Difference between revisions of "Heat/Blueprints/RollingUpdates"

Revision as of 17:50, 9 February 2013

Launchpad Entry: HeatSpec:rolling-updates
Created: 07 Feb 2013
Contributors: Clint Byrum

Summary

While managing a large group of instances, I may want to roll out changes in topology and/or configuration to a limited percentage of these instances and then wait to see if those initial rollouts produced failures or successes before deploying a larger percentage. This is known as a "canary" deployment strategy, after the old mining practice of carrying a canary in a lantern to test for air quality.

Release Note

Multi-Instance resources may now specify a property which causes them to apply updates using a rolling or canary strategy.

Rationale

With large scale deployments, updating configuration on all machines at once without testing may result in downtime. Being able to control the deployment will lead to more reliability for users who implement it.

User stories

As an operations engineer I want to roll out a change to topology or configuration on a very large resource without the risk of significant downtime or error rates.

Assumptions

Design

Metadata server changes

A new virtual metadata location will be queryable for each instance of a group, addressible in cfn-hup as

Resources.instance_group_name.Instances.instance_id.Metadata

MetadataUpdatePattern

A new property will be introduced to OS::Heat::InstanceGroup:

MetadataUpdatePattern:

The string argument will be one of "rolling", "canary", or "immediate". If this property is not specified, 'immediate' is assumed.

rolling

Instance metadata updates will be exposed to one instance at a time. Any WaitCondition that depends on the InstanceGroup will be waited on before continuing to the next instance. Any failure of said WaitCondition will result in rolling back to the previous Metadata.

canary

Identical to rolling except WaitCondition will be waited on in groups of instances rather than 1 at a time. The progression is 1 instance, then 1%, 5%, 20%, then the remainder.

immediate

The new Metadata is exposed to all instances immediately without waiting.

Implementation

Currently an update stack just tries to update the metadata for an instance group. To facilitate the rollback capability of rolling/canary upgrades, a new column will be needed in the resource table new_metadata. Another table will be created which is active_metadata_updates, which will store the list of ids which should be served this "new" metadata. Updates to stacks are already protected by code that will not let another update happen in parallel, so there is no need for any joining to a table of versioned metadata or anything like that.

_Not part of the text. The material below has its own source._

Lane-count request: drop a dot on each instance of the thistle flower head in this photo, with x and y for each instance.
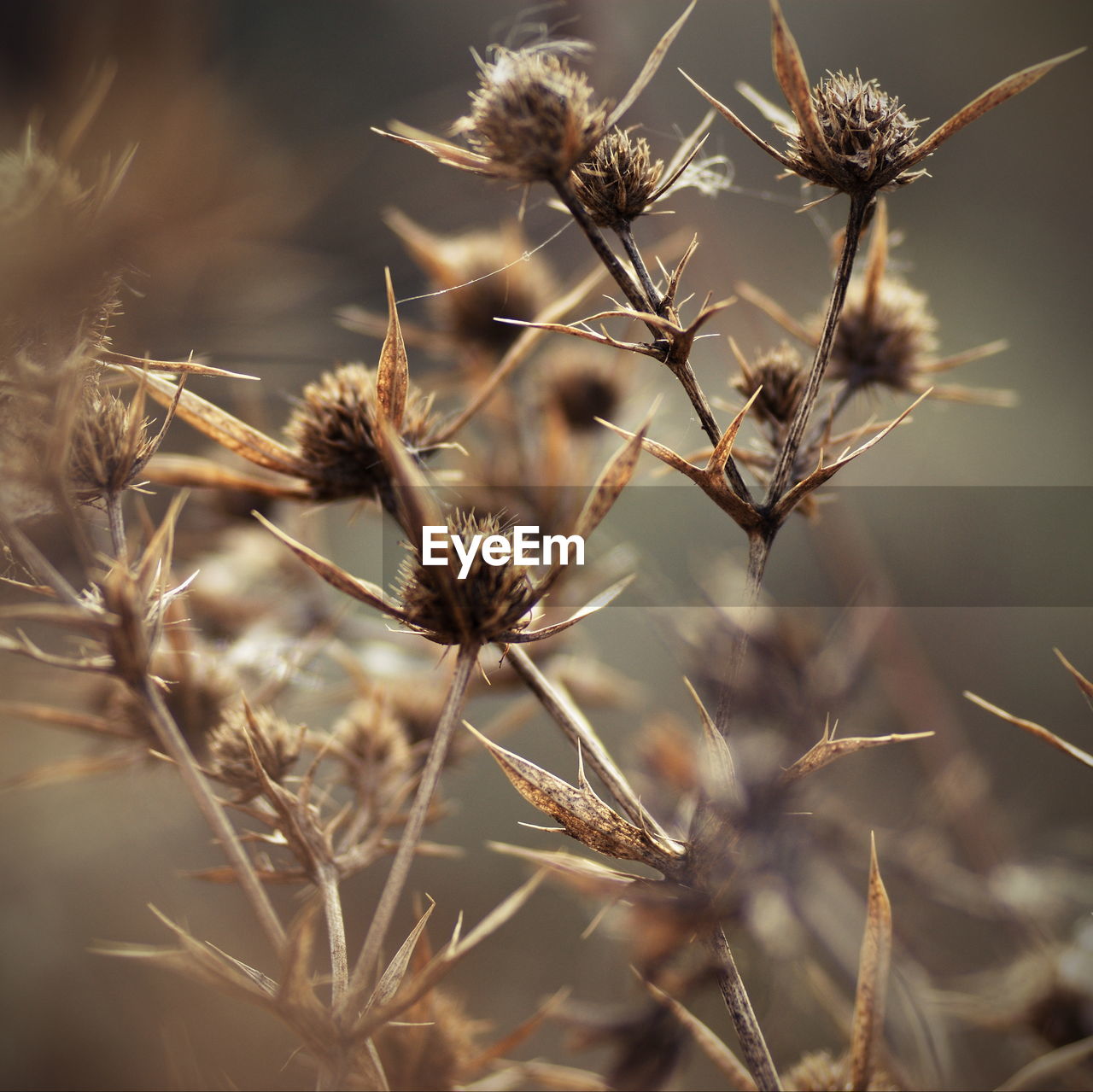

As requests to the new sub-resource of the group are made for each instance, Metadata will be looked up something like this:

select if (amu.id is not null, new_metadata, r.rsrc_metadata) from resources r left outer join active_metadata_updates amu on amu.resource_id = r.id and amu.instance_id = :requested_instance_id where r.name = :requested_resource_name;

This only results in an extra lookup if the user wants instance-specific metadata, and it should be reduced to a single extra index read per request.

Once the instance has signaled the successful WaitCondition with their instance id as the data payload, more will be added to the active_updates table. This should not need a thread to stay active managing the process, as the waitconditions and timeouts can be relied upon to trigger the next actions. Failure handling needs more thought (see Unresolved Issues)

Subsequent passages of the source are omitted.